Pattini

views updated

Pattini

Pattini is a goddess popular among Buddhists of Śrī Lanka and Hindus of that island's east coast. The goddess is the deified form of the woman Kannaki, who was renowned for her chastity. Pattini's life is the theme of the Tamil poem Cilappatikāram, composed during the sixth to ninth centuries. In medieval times, both Hindus and Buddhists assimilated the Pattini cult, suggesting close ties among Sinhalese and Tamils on the island at the time.

Foremost a mother goddess, Pattini does not have the duality of mother goddesses in other parts of South Asia, passive and nurturing or terrifying and vengeful; she is primarily a stern but benevolent mother. Pattini is married to Pālanga (or Kōvala), but remains a virgin. Her sexual purity is essential in maintaining the polarity between harlot and wife, thus rendering the ideal status of wife and mother, in the Pattini cult, essentially undefiled. This requires, however, the impotence or castration of Pālanga, made possible by practices of the cult.

There are two main ritual cycles. The first, the gammaḍuva, includes annual performances by villagers enacted after the harvest to offer thanksgiving, or in response to drought and disease. The second, the aṇkeḷiya, is performed primarily by the male population of the village. The gammaḍuva comprises offering plants (betel leaves and festival boughs) and lights, planting the torch of time, and performing fire trampling rituals and ceremonial dances for the participating gods. Through these acts, Pattini's status as mother goddess is reaffirmed.

The second cycle, the aṅkeḷiya, involves cathartic participation by the audience around horn game rituals, in which two teams pull on ropes attached to sambar (deer) horns and or to wooden hooks representing horns until one of the horns breaks. In the course of these games, men are thought to release impotence and castration anxieties, involving damage and injury to the penis; the winning team with the broken horn represents successful intercourse with the wife (mother), and the team with the unbroken horn is publicly shamed by its failure to engage in intercourse.

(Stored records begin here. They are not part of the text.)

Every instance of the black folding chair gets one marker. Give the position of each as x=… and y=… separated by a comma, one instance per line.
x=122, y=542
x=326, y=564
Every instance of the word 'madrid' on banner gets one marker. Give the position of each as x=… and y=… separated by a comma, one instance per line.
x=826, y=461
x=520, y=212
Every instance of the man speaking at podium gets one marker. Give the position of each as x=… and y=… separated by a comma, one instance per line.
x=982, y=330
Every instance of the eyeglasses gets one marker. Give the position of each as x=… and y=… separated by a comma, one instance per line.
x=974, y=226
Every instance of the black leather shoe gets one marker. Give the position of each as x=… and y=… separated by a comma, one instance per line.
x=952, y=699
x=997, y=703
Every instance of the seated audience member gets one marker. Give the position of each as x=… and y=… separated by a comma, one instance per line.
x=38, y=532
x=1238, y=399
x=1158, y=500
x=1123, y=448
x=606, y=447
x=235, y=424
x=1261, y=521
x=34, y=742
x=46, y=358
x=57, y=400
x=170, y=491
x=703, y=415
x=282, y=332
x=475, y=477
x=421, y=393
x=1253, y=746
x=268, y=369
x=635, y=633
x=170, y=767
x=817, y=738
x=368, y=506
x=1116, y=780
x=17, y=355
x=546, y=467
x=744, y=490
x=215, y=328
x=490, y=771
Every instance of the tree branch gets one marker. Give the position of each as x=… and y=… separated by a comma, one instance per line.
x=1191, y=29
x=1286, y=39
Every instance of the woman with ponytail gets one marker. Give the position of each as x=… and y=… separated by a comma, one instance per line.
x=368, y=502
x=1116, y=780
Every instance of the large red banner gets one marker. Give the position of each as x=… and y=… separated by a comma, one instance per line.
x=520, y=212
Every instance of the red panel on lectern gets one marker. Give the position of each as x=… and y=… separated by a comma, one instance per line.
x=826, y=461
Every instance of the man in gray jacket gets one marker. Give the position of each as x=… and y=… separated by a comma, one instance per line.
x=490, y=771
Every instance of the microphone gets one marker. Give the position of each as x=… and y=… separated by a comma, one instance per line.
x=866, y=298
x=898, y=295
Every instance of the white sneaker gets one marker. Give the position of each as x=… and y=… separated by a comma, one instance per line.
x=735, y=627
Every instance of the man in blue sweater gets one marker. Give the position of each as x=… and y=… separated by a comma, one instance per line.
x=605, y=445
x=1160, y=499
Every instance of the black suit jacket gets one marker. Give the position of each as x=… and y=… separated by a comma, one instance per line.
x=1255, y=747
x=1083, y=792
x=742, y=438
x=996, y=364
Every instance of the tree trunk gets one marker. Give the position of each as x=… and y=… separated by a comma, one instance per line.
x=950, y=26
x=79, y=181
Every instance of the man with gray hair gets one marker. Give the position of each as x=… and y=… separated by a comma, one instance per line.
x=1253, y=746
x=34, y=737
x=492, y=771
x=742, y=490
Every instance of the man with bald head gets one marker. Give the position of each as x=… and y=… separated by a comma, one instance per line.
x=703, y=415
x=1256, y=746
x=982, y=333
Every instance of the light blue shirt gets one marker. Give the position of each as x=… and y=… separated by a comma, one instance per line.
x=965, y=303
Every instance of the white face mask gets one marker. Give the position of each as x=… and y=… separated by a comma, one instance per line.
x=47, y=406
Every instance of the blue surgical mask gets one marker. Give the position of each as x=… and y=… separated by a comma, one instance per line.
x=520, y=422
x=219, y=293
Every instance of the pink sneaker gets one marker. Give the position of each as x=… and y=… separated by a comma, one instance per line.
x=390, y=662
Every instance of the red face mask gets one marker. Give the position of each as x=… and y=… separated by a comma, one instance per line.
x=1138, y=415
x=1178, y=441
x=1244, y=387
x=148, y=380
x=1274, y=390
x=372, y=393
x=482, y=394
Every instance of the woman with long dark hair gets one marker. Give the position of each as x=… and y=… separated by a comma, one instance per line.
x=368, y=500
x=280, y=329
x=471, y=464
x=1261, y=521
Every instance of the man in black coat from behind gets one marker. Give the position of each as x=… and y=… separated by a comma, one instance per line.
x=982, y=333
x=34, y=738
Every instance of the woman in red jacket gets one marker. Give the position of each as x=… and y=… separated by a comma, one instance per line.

The Pattini cult is also a medical system, of Hindu/Buddhist origin, in which the patient solicits the aid of the deity to respond to the doṣas or faults of the organism. The three faults of the Āyurvedic medical system (vāta/air/breath; pitta/fire/bile; kapha/water/phlegm) indicate the upset of human homeostasis, which is believed to be caused by physical influences or the agency of spirits, both of which are caused by planetary misalignment and karma. One of the goals of the gammaḍuva is to cure, control, protect against, and exorcise the negative effects of the doṣas. Thus, for example, ritual fire trampling controls an excess of fire (pitta), and ritual cutting of water controls an excess of water (kapha).

Pattini is also known for the sacred anklet she wears, an amulet thought to have special curative powers that can rid people of such conditions as smallpox, chickenpox, whooping cough, measles, and mumps. In the form referred to by Tamils, Kannaki, the goddess is a guardian deity who protects people from diseases and calamities, and interacts favorably with nature, bringing rains and promoting fertility and the growth of vegetation. Essentially, Pattini represents maternity, purity, healing, and piety embodied in feminine, yet divine, form.

see also Buddhism; Hinduism.

BIBLIOGRAPHY

Obeyesekere, Gananath. 1984. The Cult of the Goddess Pattini. Chicago: University of Chicago Press.

Tanaka, Masakazu. 1997. Patrons, Devotees and Goddesses: Ritual and Power Among the Tamil Fishermen of Sri Lanka. New Delhi: Manohar Publishers.